The Autumn Crocus Flower’s Colchicine Molecule Acts as a Cancer Mitotic-tubulin Inhibitor and a Vascular Disturbing Agent (VDA): the British & French Contributions
In this blog, colchicine, one of the active molecules that comes from the crocus flower, known as the pink “naked lady”, will be examined for its cancer control and reversal potential. (Section A). Thereafter, colchicine will be looked at from the cancer prevention viewpoint. (Section B).

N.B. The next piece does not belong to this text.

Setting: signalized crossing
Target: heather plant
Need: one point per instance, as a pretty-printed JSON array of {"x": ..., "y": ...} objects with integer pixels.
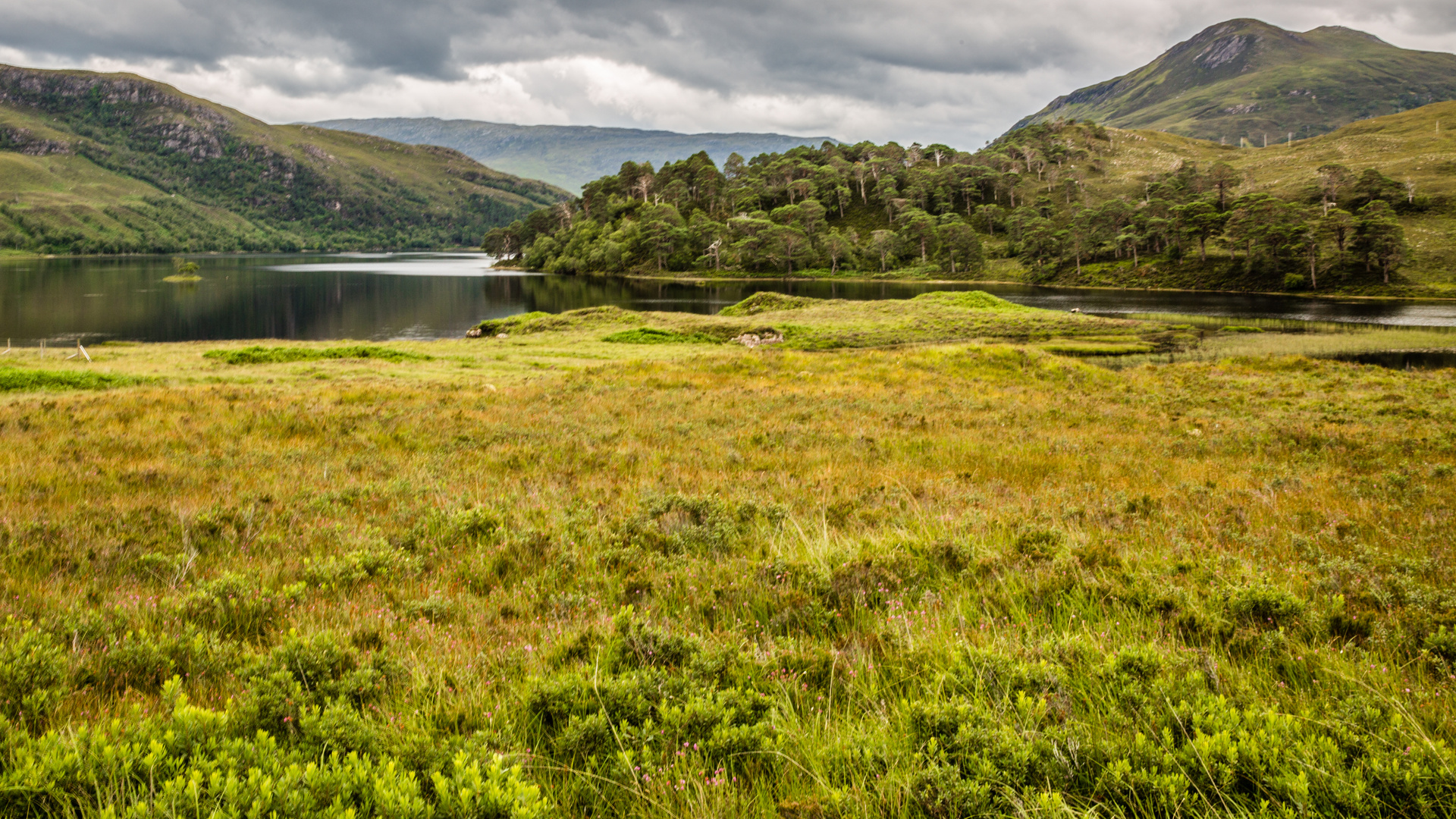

TOP: Scientific Name: Colchicum autamanale.Other Common Names: Meadow Saffron, Autumn Crocus, Naked Lady. Pharmaceutically, the bulb-like corms of Colchicum autumnale (crocus) contain colchicine, a molecule that has a narrow therapeutic index (ie, the US FDA and the European EMA have only approved it for the treatment of gout and familial Mediterranean fever). Research and clinical trials are examaning its usefulness for cancer control and reversal.
SECTION A
COLCHICINE: A CANDIDATE MOLECULE FOR CANCER THERAPY
Over the years, the “naked lady’s” (1) colchicine has been used for different health conditions. (2) It has also been tested as an anti-cancer agent, in particular, for its anti mitotic, anti-tubulin and anti- vascularization effects against cancer cells. (3). However, colchicine can be highly toxic to non cancerous cells as well. (4) To address this hurdle, scientists at Bradford university in England have found a way to use colchicine selectively against cancer cells, by disruptiong its vascular network via different biochemical mechanisms. (5)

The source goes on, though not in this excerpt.